もともと経営側は13春闘を前にして、「一年前に比べさらに経営環境は悪化」と強調し、「企業の存続と従業員の雇用の維持・安定を最優先する」と主張していた。従ってベアを「協議する余地はない」、定昇についても「時期の延期や凍結について協議せざるを得ない場合もあり得る。聖域にすべきでない」とし、企業業績に変動があった場合は「賞与・一時金で反映させる」と主張していた。

安倍政権は、「アベノミクス」による円安、空前の株価高騰、二%インフレ目標でデフレ脱却を目指して経済界に賃上げを求めていたが、この結果は「賃金引き上げの余力はない」としていた経営側の主張が根拠のないものであることを明らかにした。

しかし組合側はベアを求めておらず、企業側は景気の先行き不透明を理由にベアを見送った。定期昇給はこれまでのところ、すべての企業が維持すると回答し、一時金も業績の改善を受けて去年を上回る金額を回答する企業が相次いだが定昇維持は賃上げではない。一部大手小売業界で賃上げが行われたものの、正規社員に限定されていて、非正規雇用に言及されていない。二%インフレ目標の労働者収入を上げるならば、最低賃金こそ上げるべきだ。

厚労省平成二四年版労働経済の分析(労働経済白書)でも、「非正規の常雇が増加し、家計を支える非正規雇用者も増加する中、その家計は余裕がなく結婚や子どもの数などにも影響」を及ぼしている。「国内需要の大きな割合を占める家計消費を押し下げている最大の要因は所得の低下である。近年において、マクロ的には必ずしも労働生産性の上昇に見合った所得の増加がみられていない。
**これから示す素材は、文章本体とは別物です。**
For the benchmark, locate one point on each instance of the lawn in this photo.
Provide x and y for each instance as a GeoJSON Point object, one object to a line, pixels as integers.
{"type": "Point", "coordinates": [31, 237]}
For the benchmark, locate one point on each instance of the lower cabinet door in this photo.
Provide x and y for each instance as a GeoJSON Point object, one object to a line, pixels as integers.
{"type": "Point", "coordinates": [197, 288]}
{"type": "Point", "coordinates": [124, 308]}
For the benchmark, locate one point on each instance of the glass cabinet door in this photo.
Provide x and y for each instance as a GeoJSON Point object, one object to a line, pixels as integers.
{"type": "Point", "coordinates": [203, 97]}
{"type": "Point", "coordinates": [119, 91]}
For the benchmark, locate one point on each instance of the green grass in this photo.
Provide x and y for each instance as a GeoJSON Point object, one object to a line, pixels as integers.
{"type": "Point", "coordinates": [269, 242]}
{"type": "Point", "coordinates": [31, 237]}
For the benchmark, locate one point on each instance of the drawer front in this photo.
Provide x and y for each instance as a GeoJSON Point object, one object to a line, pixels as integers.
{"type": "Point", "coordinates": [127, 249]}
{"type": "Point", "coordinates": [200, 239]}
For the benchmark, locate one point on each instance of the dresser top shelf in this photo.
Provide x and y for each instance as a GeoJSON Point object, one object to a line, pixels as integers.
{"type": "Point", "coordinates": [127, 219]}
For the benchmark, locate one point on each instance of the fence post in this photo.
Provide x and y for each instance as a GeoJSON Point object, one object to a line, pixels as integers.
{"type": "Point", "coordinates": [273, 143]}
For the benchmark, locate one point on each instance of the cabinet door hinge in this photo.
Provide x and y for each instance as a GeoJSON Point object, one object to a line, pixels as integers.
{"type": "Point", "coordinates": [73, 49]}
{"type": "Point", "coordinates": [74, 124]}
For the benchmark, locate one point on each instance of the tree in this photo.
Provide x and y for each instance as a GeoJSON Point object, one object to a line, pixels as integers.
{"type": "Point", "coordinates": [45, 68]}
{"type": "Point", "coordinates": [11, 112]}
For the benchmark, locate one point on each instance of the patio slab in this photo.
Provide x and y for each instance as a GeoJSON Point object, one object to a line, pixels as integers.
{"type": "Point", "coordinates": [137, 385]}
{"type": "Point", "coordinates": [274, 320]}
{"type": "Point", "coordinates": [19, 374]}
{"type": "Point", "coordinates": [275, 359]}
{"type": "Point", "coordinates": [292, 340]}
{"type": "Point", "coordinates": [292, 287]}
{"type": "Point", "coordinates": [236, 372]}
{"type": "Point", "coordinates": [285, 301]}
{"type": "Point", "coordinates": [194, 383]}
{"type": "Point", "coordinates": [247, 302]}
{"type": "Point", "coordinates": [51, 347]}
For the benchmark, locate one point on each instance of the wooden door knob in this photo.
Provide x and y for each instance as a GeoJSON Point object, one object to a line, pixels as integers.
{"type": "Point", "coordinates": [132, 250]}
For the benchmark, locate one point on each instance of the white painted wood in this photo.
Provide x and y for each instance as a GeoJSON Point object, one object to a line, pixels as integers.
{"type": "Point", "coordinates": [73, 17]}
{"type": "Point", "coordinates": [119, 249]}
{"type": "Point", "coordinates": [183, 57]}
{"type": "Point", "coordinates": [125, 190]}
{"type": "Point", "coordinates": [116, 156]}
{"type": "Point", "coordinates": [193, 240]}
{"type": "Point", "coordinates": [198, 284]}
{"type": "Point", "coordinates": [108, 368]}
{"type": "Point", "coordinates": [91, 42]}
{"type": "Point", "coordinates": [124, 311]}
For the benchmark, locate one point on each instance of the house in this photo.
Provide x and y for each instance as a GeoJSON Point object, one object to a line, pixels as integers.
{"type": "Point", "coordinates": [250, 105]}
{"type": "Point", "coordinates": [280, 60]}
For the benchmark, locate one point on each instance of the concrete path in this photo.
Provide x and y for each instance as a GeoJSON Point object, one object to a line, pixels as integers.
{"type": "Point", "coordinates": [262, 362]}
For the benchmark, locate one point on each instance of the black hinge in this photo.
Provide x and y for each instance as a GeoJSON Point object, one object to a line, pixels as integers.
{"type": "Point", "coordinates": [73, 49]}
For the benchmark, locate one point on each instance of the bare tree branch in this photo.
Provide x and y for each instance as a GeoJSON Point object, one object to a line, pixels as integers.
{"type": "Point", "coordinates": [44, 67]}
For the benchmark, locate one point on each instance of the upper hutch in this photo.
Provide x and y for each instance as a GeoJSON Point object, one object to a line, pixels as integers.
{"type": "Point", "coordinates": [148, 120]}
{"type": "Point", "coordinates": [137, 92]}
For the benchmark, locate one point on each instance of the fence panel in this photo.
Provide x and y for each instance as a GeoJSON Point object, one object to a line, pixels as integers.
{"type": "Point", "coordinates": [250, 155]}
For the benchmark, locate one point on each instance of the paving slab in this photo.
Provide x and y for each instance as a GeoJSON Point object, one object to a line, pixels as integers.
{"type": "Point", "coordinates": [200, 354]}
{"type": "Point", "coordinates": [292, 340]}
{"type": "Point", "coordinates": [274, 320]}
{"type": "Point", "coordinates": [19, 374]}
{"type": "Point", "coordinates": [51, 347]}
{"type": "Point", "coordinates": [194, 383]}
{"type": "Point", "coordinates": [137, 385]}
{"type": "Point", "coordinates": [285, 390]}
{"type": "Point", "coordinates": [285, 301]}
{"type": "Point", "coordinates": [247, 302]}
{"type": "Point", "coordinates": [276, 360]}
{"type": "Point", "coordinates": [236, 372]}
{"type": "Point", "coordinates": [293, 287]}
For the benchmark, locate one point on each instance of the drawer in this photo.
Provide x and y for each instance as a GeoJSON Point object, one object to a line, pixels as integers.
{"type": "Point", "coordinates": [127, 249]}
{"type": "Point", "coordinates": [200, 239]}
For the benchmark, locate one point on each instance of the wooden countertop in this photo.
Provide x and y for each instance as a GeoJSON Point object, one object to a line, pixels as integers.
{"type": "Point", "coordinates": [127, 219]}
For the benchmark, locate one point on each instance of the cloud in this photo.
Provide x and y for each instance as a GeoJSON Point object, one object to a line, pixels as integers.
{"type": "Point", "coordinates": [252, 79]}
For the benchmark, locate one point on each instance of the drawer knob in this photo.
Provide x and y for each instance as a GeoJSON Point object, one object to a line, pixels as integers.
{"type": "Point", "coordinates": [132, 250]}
こうした所得の増加がみられていない要因としては、主に非正規雇用者の増加によるものであり、また、非正規雇用者の増加が低所得者層の増加」につながっていると報告されている。今後これに続く中小企業で働く労働者、パートや派遣・契約社員などの非正規労働者の闘いがある。「アベノミクス」に賃上げ効果は無く、物価高騰など労働者の生活を圧迫してくる。

労働政策では、政府の「経済財政諮問会議」の民間議員がまとめた提言は「退職に関するマネジメントのあり方について総合的な観点から整理すべきだ」だと指摘し、会社員の退職制度や正規・非正規労働のあり方など労働市場の総合改革を検討するよう求め、六月に策定する「骨太方針」に反映させるとされている。また、総合規制改革会議の雇用の項目では「労働者の解雇規制の緩和を目指す。これまでの企業による解雇は、裁判で無効と判断されれば職場復帰で救済していたが、労使が金銭給付で解決することを 認める仕組みを検討する」と伝えられている。これまでも企業側は「解雇規制が厳しいことが、企業の採用意欲をそいでいる」と主張してきた。日本では派遣切りが横行し、雇用調整は派遣労働者期間従業員など、いわゆる非正規労働力が中心であったが、これは解雇規制の一層の緩和で容易に正社員をリストラできる思惑にほかならない。安心して働き生活できる社会の実現は労働組合の責務だ。

春闘はまだ終わってはいない、闘いはこれからだ。